Leftists are and never will be happy, and Kaepernick is Exhibit A of this mental illness. Apparently being wealthier than most Americans could ever dream and growing up in a stable, loving, and two-parent household that set him up for such a path to success presented too great a burden for the former NFL quarterback-turned-social justice activist.
“I know my parents loved me. But there were still very problematic things that I went through,” the black-identifying biracial athlete claimed during an interview with CBS. “I think it was important to show that, no, this can happen in your own home, and how we move forward collectively while addressing the racism that is being perpetuated,” he added.
To prove his point that his parents engaged in racist practices and upheld white supremacy in his own home, Kaepernick pointed to the time he asked his parents to braid his hair in cornrows like his childhood idol, NBA star Allen Iverson.
“He’s getting what rolls?” his mom is portrayed as saying. It’s now an act of racism to be unfamiliar with everything about another culture. Kaep might as well sue the woman he calls his mother for not knowing what a cornrow was.
After he went through with the hairstyle, he says his mom warned his hair was “not professional” and he “looked like a little thug.”
All of this – and more, readers are promised – gets revealed in a new graphic novel bearing Kaepernick’s likeness and name titled “Change The Game.” As the book develops, Kaepernick said that he reveals many of the interactions and experienced he had during his childhood that eventually molded him into the race-based grifter he’s known as today.
“Those become spaces where it’s like, okay, how do I navigate the situation now? But it also has informed why I have my hair long today,” Kaepernick explained to CBS.
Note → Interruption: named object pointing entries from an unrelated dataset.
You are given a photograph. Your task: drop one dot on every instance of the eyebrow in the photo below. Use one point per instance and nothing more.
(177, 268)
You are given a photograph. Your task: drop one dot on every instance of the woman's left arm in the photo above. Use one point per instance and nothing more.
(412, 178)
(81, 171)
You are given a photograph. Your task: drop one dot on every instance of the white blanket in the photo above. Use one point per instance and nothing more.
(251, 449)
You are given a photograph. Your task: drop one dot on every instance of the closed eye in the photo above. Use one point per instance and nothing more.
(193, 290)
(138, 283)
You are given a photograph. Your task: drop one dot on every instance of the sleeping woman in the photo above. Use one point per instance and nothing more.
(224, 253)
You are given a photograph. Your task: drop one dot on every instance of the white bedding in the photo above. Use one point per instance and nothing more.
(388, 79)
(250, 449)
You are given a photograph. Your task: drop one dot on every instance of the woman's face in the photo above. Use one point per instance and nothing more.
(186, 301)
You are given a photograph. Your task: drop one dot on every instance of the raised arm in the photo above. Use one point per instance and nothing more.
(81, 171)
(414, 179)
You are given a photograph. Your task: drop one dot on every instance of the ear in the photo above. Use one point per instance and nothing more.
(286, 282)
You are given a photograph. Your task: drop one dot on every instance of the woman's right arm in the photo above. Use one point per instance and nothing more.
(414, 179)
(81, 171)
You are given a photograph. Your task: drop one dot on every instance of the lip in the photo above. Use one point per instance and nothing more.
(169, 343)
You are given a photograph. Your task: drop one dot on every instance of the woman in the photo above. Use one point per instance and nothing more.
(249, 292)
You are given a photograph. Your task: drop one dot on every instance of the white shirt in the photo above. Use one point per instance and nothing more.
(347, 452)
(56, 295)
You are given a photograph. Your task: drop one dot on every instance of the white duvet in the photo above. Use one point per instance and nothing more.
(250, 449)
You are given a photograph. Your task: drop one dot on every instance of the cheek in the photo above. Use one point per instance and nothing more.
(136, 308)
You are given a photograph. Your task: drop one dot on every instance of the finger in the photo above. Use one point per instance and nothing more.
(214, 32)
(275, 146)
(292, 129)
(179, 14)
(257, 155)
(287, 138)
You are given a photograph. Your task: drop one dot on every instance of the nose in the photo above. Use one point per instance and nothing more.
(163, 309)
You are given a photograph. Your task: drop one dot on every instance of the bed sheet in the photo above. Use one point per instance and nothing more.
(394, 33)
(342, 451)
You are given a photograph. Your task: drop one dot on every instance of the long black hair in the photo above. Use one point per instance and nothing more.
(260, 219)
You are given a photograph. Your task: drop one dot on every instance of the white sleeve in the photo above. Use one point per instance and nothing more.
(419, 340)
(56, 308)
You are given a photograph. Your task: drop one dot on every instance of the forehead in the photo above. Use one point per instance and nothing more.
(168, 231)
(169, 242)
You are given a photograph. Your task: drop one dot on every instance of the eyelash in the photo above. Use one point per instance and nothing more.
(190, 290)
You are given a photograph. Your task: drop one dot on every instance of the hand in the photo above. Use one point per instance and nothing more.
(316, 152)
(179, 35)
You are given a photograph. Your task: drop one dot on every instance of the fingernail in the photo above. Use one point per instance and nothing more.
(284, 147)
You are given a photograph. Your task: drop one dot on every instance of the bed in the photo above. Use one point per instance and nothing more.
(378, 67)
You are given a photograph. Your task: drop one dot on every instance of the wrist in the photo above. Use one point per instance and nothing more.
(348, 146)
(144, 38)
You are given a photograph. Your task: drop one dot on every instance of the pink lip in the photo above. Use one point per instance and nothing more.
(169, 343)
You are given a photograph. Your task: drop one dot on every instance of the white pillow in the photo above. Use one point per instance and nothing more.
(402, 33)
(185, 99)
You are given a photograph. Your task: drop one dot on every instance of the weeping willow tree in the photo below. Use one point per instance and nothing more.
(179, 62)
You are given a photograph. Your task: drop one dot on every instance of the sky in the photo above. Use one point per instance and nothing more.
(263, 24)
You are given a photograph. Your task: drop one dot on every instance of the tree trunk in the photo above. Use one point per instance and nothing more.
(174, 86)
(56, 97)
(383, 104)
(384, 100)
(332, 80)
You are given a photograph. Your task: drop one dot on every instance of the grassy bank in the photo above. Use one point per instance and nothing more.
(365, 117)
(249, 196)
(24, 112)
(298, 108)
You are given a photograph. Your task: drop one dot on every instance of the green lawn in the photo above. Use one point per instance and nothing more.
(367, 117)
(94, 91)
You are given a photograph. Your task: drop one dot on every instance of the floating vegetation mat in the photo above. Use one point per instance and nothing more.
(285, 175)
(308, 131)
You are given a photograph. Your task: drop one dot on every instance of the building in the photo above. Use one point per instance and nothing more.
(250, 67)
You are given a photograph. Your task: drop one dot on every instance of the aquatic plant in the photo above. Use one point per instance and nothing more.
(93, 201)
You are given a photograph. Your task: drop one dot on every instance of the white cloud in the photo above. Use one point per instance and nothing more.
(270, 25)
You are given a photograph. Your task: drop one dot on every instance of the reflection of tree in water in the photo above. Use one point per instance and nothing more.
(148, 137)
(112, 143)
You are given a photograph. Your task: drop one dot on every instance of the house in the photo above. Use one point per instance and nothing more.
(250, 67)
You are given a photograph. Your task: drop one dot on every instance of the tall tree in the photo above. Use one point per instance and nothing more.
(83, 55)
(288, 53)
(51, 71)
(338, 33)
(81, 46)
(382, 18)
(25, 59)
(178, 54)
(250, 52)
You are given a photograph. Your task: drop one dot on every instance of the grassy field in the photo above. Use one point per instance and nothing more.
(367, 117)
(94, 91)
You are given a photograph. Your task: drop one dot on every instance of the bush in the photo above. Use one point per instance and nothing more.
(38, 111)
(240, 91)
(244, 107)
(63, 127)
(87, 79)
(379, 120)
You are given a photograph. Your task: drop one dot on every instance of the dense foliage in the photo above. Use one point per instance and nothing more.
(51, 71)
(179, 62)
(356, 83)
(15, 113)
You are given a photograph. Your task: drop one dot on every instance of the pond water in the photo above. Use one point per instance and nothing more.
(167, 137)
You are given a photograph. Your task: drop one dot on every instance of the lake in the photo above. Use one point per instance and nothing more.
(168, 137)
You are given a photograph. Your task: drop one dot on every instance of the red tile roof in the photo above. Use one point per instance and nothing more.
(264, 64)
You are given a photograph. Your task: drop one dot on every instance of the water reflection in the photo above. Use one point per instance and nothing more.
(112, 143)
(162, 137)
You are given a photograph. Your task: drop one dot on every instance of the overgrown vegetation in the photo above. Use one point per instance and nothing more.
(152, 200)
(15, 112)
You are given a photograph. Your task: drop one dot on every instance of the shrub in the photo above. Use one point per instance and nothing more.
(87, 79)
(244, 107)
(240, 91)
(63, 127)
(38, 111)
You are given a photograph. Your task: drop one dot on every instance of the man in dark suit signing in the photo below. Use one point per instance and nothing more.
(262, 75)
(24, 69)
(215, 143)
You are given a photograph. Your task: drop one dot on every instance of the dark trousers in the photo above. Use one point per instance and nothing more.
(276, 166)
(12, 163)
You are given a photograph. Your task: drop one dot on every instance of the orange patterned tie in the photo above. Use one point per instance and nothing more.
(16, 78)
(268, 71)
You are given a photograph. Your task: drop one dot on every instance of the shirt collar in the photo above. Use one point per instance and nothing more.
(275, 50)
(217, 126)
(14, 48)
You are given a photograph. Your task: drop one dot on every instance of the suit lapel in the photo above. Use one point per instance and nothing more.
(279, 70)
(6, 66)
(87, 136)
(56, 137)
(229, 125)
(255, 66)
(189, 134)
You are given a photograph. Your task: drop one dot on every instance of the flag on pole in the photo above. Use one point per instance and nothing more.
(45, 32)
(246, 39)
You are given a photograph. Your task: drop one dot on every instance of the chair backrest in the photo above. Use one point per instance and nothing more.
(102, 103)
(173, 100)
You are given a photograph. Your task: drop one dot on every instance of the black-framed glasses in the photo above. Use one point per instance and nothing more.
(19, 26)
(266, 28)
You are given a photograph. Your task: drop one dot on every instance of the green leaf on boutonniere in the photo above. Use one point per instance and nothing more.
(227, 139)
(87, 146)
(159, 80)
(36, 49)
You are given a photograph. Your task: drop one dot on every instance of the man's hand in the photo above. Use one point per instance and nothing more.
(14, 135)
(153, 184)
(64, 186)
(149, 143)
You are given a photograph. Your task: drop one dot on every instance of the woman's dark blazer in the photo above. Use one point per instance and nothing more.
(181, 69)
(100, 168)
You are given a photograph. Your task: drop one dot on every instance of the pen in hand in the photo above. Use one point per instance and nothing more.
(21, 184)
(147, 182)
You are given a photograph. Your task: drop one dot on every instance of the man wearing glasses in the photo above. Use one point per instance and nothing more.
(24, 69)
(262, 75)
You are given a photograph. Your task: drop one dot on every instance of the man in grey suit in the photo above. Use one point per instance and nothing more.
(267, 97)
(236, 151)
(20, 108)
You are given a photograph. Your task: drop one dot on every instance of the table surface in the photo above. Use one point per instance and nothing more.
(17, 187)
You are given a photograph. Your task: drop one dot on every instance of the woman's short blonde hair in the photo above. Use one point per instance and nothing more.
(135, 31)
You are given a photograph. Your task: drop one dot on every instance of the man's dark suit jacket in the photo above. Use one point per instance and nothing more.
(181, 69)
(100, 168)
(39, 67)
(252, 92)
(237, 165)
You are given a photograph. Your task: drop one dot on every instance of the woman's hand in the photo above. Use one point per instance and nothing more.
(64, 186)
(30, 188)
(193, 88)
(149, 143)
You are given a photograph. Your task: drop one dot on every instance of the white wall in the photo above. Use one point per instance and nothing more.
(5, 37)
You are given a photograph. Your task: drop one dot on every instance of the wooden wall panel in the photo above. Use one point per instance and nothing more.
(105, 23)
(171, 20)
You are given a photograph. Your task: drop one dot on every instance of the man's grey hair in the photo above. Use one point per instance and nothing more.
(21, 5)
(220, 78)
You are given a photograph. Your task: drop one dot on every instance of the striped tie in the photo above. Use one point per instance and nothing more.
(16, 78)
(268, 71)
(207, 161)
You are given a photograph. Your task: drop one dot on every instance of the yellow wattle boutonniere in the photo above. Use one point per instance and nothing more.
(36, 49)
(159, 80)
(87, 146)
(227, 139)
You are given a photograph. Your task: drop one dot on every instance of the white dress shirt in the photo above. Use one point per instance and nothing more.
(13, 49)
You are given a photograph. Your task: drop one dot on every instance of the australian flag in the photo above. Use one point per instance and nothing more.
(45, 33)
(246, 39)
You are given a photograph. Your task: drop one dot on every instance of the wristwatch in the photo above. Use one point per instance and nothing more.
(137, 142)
Amazon describes the former quarterback’s “graphic novel memoir” as an inspiration that celebrates the millionaire’s supposedly troubled life, writing:
High school star athlete Colin Kaepernick is at a crossroads in life. Heavily scouted by colleges and MLB as a baseball pitcher, he has a bright future ahead of him as a highly touted prospect. Everyone from his parents to his teachers and coaches are in agreement on his future. Colin feels differently.
Colin isn’t excited about baseball. In the words of five-time all-star MLB player Adam Jones, “Baseball is a white man’s game.” Colin looks up to athletes like Allen Iverson: talented, hyper-competitive, unapologetically Black, and dominating their sports while staying true to themselves. College football looks a lot more fun than sleeping on hotel room floors in the minor leagues of baseball. But Colin doesn’t have a single offer to play football. Yet.
This touching graphic novel explores the story of how a young change-maker learned to find himself and never compromise. How the right decision is very rarely the easy one, but taking the road less traveled can make all the difference in the world.